一、山東實現“30·60目標”面臨“三大”挑戰
(一)產業結構偏重。山東仍然處于工業化發展階段,能源在推動經濟發展中起到了非常重要的作用。盡管山東“兩個70%”(傳統產業占整個產業的70%,其中70%為重化工業)的產業結構正在發生“蝶變”,但是產業結構優化非一日之功,重化工特點依然明顯,鋼鐵、地煉、電解鋁、焦化、輪胎、化肥、氯堿七大高耗能行業占全國的比重非常高。納入《2019-2020年全國碳交易配額管理的重點排放單位》管理的重點排放企業為2225家,山東共有338家,占比15.2%,明顯高于其他省市。

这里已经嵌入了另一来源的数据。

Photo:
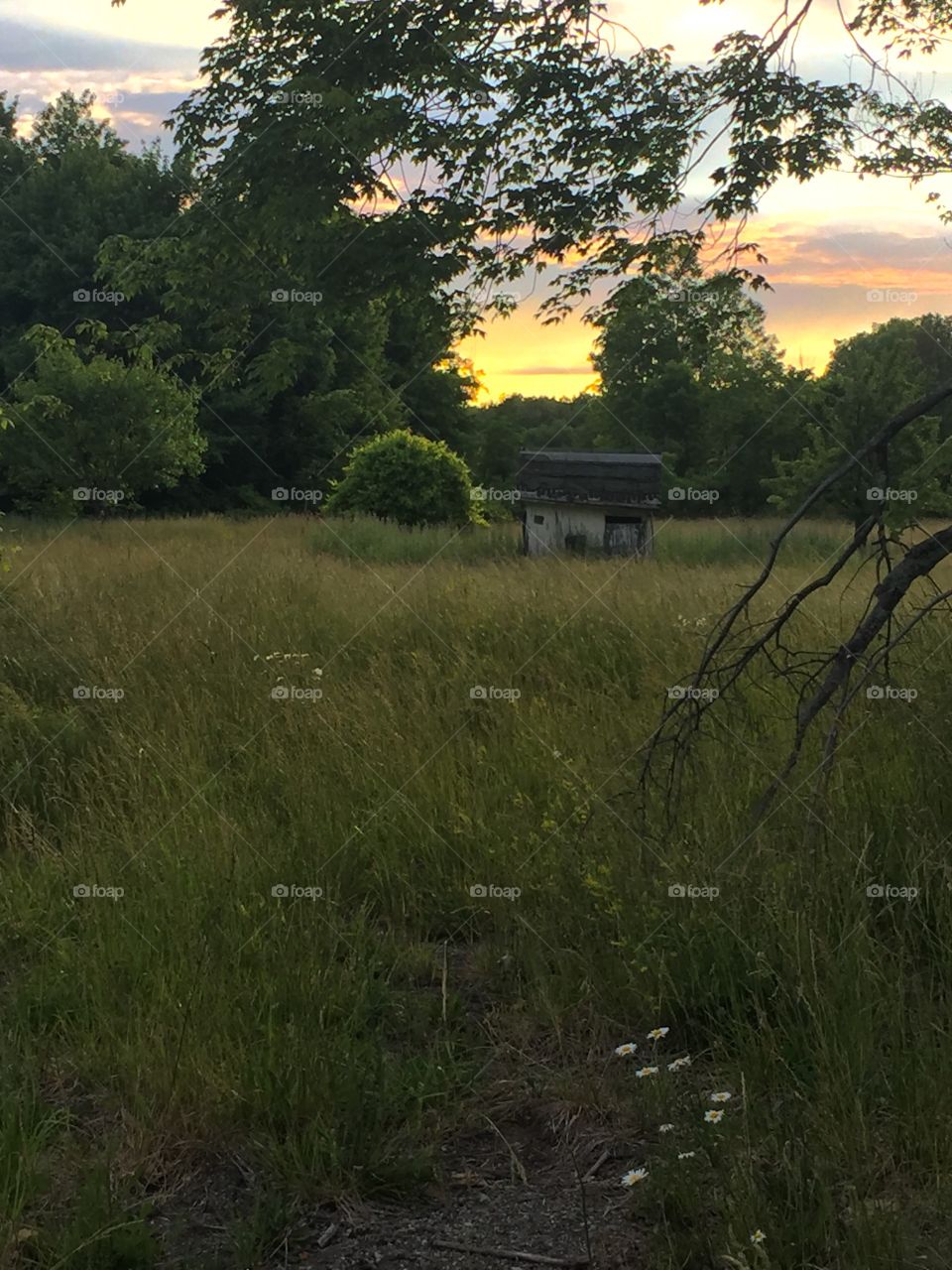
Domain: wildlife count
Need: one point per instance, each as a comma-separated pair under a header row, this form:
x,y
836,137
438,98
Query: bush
x,y
405,477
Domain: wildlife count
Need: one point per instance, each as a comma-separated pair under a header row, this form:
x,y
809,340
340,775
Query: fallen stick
x,y
509,1254
327,1236
602,1159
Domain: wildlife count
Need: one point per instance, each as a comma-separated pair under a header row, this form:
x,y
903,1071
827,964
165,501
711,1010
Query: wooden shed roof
x,y
590,476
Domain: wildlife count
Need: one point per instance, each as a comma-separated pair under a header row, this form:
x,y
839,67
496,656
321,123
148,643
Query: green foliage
x,y
688,371
871,377
405,477
86,431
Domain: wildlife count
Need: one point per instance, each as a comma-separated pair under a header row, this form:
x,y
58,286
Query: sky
x,y
842,254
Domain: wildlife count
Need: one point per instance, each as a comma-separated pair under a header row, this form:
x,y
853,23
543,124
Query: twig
x,y
590,1175
327,1236
509,1254
584,1206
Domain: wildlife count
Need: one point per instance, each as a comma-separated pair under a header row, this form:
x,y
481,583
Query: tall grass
x,y
312,1034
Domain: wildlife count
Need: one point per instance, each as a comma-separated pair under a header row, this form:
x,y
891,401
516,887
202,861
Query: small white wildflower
x,y
634,1176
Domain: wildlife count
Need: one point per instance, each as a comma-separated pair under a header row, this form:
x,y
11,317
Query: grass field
x,y
193,714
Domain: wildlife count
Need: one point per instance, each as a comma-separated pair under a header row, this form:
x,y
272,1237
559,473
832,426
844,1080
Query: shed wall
x,y
561,521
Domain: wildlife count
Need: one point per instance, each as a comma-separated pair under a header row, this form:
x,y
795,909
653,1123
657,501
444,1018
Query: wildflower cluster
x,y
712,1115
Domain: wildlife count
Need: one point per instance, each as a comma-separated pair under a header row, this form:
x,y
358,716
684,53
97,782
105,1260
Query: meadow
x,y
270,792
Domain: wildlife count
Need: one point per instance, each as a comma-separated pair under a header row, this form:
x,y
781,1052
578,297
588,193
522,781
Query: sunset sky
x,y
843,254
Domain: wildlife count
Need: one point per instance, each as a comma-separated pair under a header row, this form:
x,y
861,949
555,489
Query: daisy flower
x,y
634,1176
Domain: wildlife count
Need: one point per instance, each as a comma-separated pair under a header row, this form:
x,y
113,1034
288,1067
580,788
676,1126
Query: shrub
x,y
405,477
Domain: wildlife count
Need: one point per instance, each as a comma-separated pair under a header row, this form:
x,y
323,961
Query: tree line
x,y
160,352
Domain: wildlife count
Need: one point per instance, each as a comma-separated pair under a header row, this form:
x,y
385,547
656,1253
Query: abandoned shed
x,y
588,502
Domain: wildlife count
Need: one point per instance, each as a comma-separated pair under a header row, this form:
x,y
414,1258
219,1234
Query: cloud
x,y
45,49
551,370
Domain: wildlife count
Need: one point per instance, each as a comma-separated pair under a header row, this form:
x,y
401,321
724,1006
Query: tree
x,y
66,189
874,372
89,432
405,477
688,371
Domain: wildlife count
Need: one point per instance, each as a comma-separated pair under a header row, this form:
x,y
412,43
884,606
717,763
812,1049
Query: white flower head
x,y
635,1176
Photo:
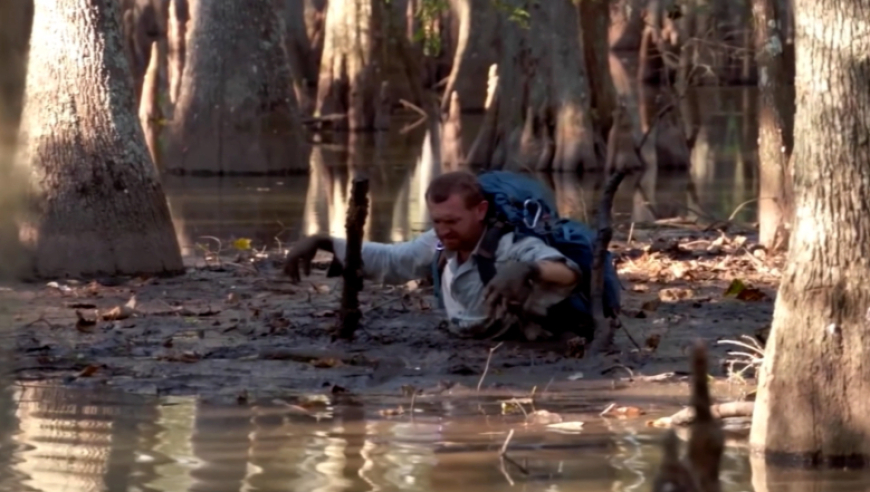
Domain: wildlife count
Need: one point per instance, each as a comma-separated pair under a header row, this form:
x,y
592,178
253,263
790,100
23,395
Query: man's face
x,y
458,227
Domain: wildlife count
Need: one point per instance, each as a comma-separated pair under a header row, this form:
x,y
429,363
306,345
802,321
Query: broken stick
x,y
604,331
357,211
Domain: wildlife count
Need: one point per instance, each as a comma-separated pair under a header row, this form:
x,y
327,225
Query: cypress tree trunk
x,y
96,203
812,401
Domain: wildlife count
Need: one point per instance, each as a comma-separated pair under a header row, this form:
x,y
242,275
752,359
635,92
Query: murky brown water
x,y
723,178
53,439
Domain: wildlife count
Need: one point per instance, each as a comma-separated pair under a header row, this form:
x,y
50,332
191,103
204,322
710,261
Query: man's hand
x,y
302,253
510,290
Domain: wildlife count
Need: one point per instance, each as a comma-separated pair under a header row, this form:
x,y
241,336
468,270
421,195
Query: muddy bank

(二)能源結構偏煤。山東能源結構仍以高碳的化石能源為主,2020年能源消費量達4.18億噸標準煤,占全國8.5%,其中化石能源占比超過86.2%,這離我國承諾的到2030年非化石能源占一次能源消費比重達到25%左右仍有很大距離。山東是煤電裝機大省,煤電機組約為1億千瓦。煤炭消費占整個能源消費的68.5%,比全國高出了10個百分點。煤炭碳排放密度遠高于天然氣和石油,不合理的能源結構加重了應對氣候變化的難度。
(三)碳達峰峰值較高。經濟社會發展的路徑依賴、技術鎖定效應較強、慣性發展勢頭較大,今后一段時期山東一批能源消耗大戶重大項目還將開工,碳排放的峰值仍未到來。產業結構與能源結構決定碳達峰峰值將會是相對較高的峰值,碳達峰到碳中和的降碳曲線將更為陡峭,這無疑增加了碳中和目標的實現難度。山東鋼鐵、化工、有色金屬冶煉等高碳產業預計將長期存在,碳捕獲的投入將會是巨大成本,從而出現達峰容易中和難的問題。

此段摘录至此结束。